3. Law of Periods: The square of the orbital period $T$ is proportional to the cube of the semi-major axis $a$ of the ellipse: $T^2=\frac{4{\pi }^2}{G(m_1+m_2)}{a}^3$. This derives from integrating the area of the ellipse and using the constant areal velocity. Note the dependence on the sum of the masses, a correction Kepler could not make.

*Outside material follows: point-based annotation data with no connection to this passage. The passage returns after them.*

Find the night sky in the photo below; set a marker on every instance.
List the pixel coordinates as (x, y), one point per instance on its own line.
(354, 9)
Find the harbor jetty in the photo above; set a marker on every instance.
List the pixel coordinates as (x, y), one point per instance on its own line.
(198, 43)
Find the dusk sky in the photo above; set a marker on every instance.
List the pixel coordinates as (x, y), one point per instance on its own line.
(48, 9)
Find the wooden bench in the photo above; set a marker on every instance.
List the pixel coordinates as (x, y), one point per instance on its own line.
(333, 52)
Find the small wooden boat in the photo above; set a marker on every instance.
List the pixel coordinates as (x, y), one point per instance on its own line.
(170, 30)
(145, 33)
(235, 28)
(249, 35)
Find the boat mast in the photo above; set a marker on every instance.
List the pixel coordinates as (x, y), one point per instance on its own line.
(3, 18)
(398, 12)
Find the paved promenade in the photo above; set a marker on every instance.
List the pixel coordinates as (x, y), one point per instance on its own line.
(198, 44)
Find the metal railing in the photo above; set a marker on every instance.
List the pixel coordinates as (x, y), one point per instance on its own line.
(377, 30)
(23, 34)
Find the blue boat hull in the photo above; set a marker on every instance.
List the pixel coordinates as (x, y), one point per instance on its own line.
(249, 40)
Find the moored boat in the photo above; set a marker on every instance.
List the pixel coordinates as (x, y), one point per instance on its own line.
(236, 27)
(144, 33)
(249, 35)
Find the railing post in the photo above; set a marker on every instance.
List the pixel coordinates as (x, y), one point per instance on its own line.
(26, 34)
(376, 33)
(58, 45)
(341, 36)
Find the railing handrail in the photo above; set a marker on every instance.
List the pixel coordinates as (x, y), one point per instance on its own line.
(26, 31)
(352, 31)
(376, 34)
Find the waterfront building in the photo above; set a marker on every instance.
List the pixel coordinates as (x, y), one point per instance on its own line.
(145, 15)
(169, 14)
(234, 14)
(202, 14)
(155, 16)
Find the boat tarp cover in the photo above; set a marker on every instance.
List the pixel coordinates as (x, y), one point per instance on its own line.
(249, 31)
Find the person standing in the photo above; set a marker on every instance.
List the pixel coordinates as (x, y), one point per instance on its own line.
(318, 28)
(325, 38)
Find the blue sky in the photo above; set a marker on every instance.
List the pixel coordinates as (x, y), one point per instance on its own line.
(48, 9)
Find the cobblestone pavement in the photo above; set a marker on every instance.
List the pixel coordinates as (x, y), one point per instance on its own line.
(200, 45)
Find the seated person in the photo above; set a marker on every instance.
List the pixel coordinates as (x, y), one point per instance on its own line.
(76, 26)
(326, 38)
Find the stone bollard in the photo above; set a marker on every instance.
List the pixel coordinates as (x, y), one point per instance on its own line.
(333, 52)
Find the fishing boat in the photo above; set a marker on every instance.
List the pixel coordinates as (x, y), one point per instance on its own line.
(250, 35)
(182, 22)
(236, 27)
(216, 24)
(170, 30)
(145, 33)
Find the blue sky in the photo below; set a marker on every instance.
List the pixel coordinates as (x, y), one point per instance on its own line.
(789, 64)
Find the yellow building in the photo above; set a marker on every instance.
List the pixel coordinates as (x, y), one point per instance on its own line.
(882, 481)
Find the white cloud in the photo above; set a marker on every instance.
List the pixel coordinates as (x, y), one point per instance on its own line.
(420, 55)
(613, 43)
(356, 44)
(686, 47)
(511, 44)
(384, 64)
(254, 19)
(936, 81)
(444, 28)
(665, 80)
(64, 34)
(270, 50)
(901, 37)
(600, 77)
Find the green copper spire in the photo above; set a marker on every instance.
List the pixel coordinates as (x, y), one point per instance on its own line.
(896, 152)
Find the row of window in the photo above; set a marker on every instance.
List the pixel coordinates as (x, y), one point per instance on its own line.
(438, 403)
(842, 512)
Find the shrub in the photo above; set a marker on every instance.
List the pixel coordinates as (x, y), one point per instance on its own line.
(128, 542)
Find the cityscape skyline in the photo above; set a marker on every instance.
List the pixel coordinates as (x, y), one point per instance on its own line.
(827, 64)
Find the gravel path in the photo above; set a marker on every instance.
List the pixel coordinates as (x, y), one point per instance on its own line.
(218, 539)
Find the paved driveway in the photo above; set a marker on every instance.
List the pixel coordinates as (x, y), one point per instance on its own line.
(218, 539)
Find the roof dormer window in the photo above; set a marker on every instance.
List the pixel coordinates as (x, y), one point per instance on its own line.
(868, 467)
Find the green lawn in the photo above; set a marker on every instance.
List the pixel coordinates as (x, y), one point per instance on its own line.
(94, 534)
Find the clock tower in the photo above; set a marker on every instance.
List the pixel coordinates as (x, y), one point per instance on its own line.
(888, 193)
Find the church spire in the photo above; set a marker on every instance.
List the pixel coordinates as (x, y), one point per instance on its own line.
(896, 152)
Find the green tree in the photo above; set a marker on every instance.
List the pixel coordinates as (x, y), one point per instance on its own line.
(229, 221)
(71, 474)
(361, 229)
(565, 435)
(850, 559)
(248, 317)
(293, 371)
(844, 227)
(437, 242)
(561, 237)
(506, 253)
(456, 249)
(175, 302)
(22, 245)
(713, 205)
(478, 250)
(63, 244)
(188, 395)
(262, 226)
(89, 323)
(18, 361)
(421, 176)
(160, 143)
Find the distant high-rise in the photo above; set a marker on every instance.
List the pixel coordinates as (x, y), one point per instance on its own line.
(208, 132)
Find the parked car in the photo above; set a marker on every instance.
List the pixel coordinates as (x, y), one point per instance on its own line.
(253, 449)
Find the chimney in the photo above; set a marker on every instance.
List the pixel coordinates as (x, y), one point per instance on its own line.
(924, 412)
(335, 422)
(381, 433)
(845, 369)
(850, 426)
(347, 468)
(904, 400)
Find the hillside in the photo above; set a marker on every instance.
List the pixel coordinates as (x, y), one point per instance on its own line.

Scattering for Inverse-Square Forces

The concept of scattering cross-section quantifies the likelihood of deflection when a particle on an unbound ($E>0$) hyperbolic orbit interacts with a central force. The key parameter is the impact parameter $b$, the initial perpendicular distance between the particle's path and a parallel line through the force center. For a repulsive inverse-square force (like Coulomb repulsion), the scattering angle $\Theta$ is given by the Rutherford formula:

$$\Theta =2\arctan \left(\frac{k^{\prime }}{2Eb}\right),$$

where $k^{\prime }$ is the force constant (e.g., $k^{\prime }=\frac{q_1{q}_2}{4\pi {ϵ}_0}$ for electrostatics). The differential scattering cross-section $\frac{d\sigma }{d\Omega }$ describes the effective area for scattering into a given solid angle. The famous Rutherford scattering result is:

$$\frac{d\sigma }{d\Omega }={\left(\frac{k^{\prime }}{4E}\right)}^2{\csc }^4\left(\frac{\Theta }{2}\right).$$

This formula's ${\csc }^4(\Theta /2)$ dependence confirmed the nuclear model of the atom, as it arises only from an inverse-square repulsive force.

Common Pitfalls

• Ignoring the reduced mass: Treating the central body as infinitely massive ($\mu \approx m_{\text{small}}$) is an excellent approximation for a planet around the Sun, but it fails for systems of comparable mass like binary stars. Always reduce the problem first.
• Misinterpreting the effective potential minimum: The minimum of $U_{\text{eff}}(r)$ corresponds to a stable circular orbit. Many students mistakenly believe all bound orbits (ellipses) occur at this minimum. In elliptical orbits, $E$ is slightly greater than the minimum, causing radial oscillation.
• Confusing energy and force: A particle can be in a bound orbit even if the actual force $F(r)$ is attractive everywhere (like gravity). Binding is determined by total energy $E$ relative to zero (the value at infinite separation), not the sign of the force.
• Applying Kepler's Third Law incorrectly: The constant of proportionality in $T^2\propto a^3$ depends on the total mass of the two-body system. Using a constant from our solar system (e.g., Earth-Sun) for a different system (e.g., a moon-planet) will yield an incorrect period.

Summary

• The two-body central force problem is reducible to an equivalent one-body problem using center-of-mass motion and the reduced mass $\mu$.
• Conservation of angular momentum allows the definition of an effective potential $U_{\text{eff}}(r)$, which combines the real potential with a centrifugal barrier. Plotting $U_{\text{eff}}$ against $r$ classifies orbits as bound (elliptical) or unbound (parabolic/hyperbolic) based on total energy.
• For Newtonian gravity, this analysis rigorously derives Kepler's Laws: elliptical orbits, constant areal velocity (angular momentum conservation), and the period-law relation $T^2\propto a^3$.
• Unbound orbits describe scattering. The relationship between impact parameter $b$ and scattering angle $\Theta$ leads to the concept of a cross-section, with the famous Rutherford formula confirming the inverse-square law nature of electrostatic forces.